I was watching The Police’s video for Walking On The Moon not long ago and I noticed how Sting’s hair was cut in it.  I began to wonder if a style like that might improve the appearance of my own hair since a shorter style might make the thinness of my hair seem less noticeable. I was able to find a hair style that was similar to Sting’s on the web but it was a little longer.  Hopefully, if it looked less masculine than Sting’s hair, I thought that I might be able to pull off that look and still look like a female and not like a teenaged boy. Finally, yesterday, I cut my hair.  The style of the cut did actually improve the look of my hair. It is noticeably thicker looking on top. I was at least half pleased with the result. So, I went to bed last night with a reasonably good feeling about what I had done. Then there was that moment this morning when I looked in the mirror and thought, WHO THE HELL IS THAT?????!!!!!
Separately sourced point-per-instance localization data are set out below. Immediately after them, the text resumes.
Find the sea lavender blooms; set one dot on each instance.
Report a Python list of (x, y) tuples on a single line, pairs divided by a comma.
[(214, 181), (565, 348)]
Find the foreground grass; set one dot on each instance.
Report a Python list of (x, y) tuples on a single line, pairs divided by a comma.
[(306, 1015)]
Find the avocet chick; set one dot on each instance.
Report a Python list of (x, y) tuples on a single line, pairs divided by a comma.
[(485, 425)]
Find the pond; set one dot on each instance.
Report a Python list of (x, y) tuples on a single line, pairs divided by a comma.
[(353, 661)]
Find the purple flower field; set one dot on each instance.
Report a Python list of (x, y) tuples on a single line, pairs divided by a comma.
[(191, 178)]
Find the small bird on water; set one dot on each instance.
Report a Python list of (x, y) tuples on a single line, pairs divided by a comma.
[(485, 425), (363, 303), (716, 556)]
And now, back to Les Miserables.

As I assessed my new look in the mirror this morning, I realized exactly who I looked like; Angela Pleasence in Les Miserables. I LOOK LIKE A FREAKING 18th CENTURY FRENCH PROSTITUTE! Oh my god, what a wakeup call! Talk about going back to the past! The funny thing is, that is probably not too far off the mark for me when you consider that I have had past lives where I was maybe only marginally above being that when you factor in that I was pretty lax in the morals department in possibly more than one lifetime. Whew!  Practice what you preach, Psychic, when you get a look at yourself with the image of what you were probably pretty close to being once upon a time!

So, I have done what I have been telling people to do since 2014. I went back to the past when I found the future look for myself. My salvation here is that I can work around my French Prostitute hairstyle.  I can add some cosmetics, a stylish outfit and maybe a cloche hat to level it all out.  I just won’t stand on any street corners. There was no salvation for the real deal prostitute in the 18th century.  While we struggle here in 2022 with all of the problems that we have created for ourselves and the future doesn’t look all that rosy anymore, I cannot help feeling grateful for all of the ways that I can manage some of my problems where my past life selves never could.  Not when stealing a loaf of bread could get you prison time and a life long struggle to reclaim your life if that was even possible at all. So, I will stay mad about the politics and the bullying and aggression that I see every day now, but I will not get into a twist about seeing my past lives in technicolor when I look in the mirror again. Options are here for me if I can manage to hang on to them while the inflation rate cuts deeply in to my pocket book and nice people are hard to find. I am still glad to be here and still glad that I bought the wigs…just in case.

Vive la France. You speak to me even now.